Panel at the Pacific Ancient and Modern Language Association (PAMLA) Conference Las Vegas: “City of God, City of Destruction”

Presiding Officer: John Schwetman (University of Minnesota - Duluth) 

Urban environments pose particular challenges to the work of the poet, dramatist or prose-narrator. This panel focuses on literature of the American city and, in particular, on those literary moments when architectures, streetscapes, and neighborhood cultures draw attention to themselves.


In his 1856 poem “Crossing Brooklyn Ferry,” Walt Whitman observes that he is, like the reader, “one of a crowd,” and he does so in a poem that offers readers evocatively urban scenes of factories, shipping, and city-dwellers. As Whitman meditates on the aesthetic experience of rubbing elbows with complete strangers, his poem reminds readers that urban life is a worthy subject of literary representation, as worthy as life in the more pastoral settings of traditional poetry.

Situated in New York’s East River, Whitman likewise offers readers a distinctly American take on urban life.

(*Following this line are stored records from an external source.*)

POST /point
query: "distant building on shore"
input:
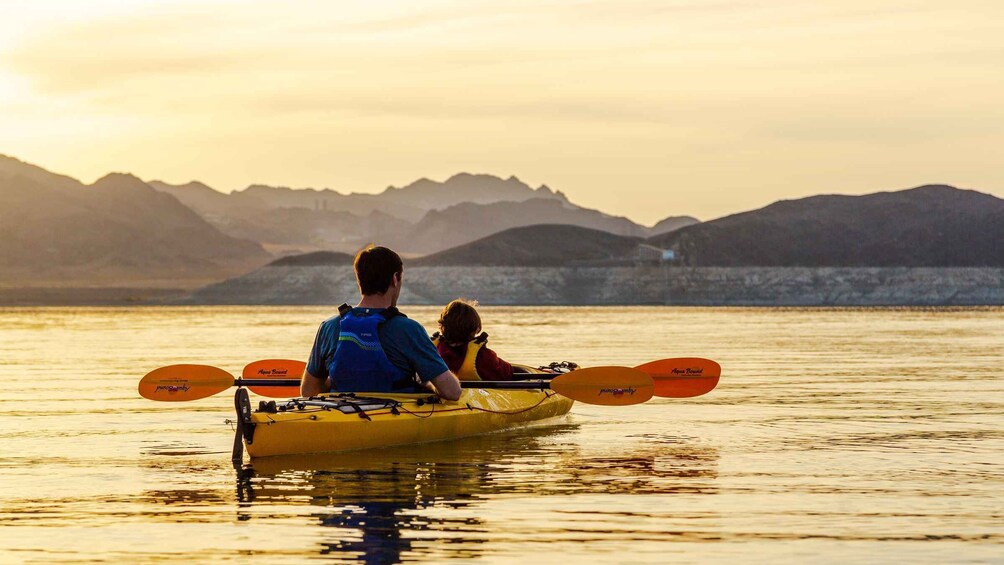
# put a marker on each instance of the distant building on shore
(651, 254)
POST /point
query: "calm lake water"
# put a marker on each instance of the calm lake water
(835, 436)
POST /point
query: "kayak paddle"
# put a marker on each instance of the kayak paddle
(275, 369)
(683, 377)
(609, 386)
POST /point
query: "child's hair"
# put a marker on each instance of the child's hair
(459, 321)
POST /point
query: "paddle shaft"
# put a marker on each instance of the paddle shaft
(515, 384)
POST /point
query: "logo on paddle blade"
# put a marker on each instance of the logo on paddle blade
(616, 391)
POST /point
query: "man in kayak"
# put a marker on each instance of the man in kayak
(373, 347)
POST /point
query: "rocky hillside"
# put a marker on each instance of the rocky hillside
(536, 246)
(118, 231)
(421, 218)
(933, 225)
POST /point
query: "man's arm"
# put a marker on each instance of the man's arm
(447, 385)
(310, 385)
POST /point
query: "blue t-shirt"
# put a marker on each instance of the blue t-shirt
(404, 340)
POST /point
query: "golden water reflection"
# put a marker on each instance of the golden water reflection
(378, 503)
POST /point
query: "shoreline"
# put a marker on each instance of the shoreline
(641, 285)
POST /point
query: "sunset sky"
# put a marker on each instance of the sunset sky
(642, 108)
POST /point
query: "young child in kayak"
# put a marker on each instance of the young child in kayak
(464, 347)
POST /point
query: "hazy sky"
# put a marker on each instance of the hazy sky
(643, 108)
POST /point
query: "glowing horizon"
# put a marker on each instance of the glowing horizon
(639, 108)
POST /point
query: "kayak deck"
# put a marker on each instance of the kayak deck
(337, 422)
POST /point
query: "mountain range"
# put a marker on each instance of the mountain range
(115, 232)
(121, 231)
(423, 217)
(929, 226)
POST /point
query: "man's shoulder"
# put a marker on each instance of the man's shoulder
(405, 324)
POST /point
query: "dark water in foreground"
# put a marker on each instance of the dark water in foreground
(835, 436)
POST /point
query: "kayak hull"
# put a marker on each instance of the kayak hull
(313, 429)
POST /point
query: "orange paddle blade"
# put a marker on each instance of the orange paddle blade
(683, 377)
(176, 383)
(607, 386)
(275, 368)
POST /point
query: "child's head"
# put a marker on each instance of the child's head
(459, 321)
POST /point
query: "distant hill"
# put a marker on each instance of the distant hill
(934, 225)
(423, 217)
(318, 259)
(118, 231)
(536, 246)
(671, 224)
(464, 223)
(466, 188)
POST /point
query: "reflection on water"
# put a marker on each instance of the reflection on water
(840, 436)
(372, 504)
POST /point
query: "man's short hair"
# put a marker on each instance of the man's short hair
(374, 269)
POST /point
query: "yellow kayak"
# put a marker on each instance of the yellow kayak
(336, 422)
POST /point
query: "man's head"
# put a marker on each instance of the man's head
(379, 271)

While the model for American cities was arguably European, American urban-development, dependent on immigrant communities from around the world and always sensitive to the vast reaches of less urban locales further west, established itself as a geographically and culturally distinct mode of communal concentration. Building on Whitman’s insights and its potential to disrupt established literary precedents, this panel examines those moments in U. S. literature when readers must acknowledge the urban setting and the unique language of community that cities invoke in the stories we tell about them.

Aligning itself with this year’s PAMLA conference theme—City of God, City of Destruction—this panel seeks a generically, historically, and culturally diverse array of presentations on the city in U. S. literature addressing but not limited to:

  • The cultures of urban ethnic enclaves.
  • Urban mobility in literature.
  • The city as viewed from outside in surrounding rural areas.
  • Architectures of urban life, production and consumption.
  • American cities in the larger international or comparative context.
  • The urban/suburban divide in literature.
  • Community-formation and the commingling of strangers.
  • The rhetoric of urban dysfunction and crisis in literature.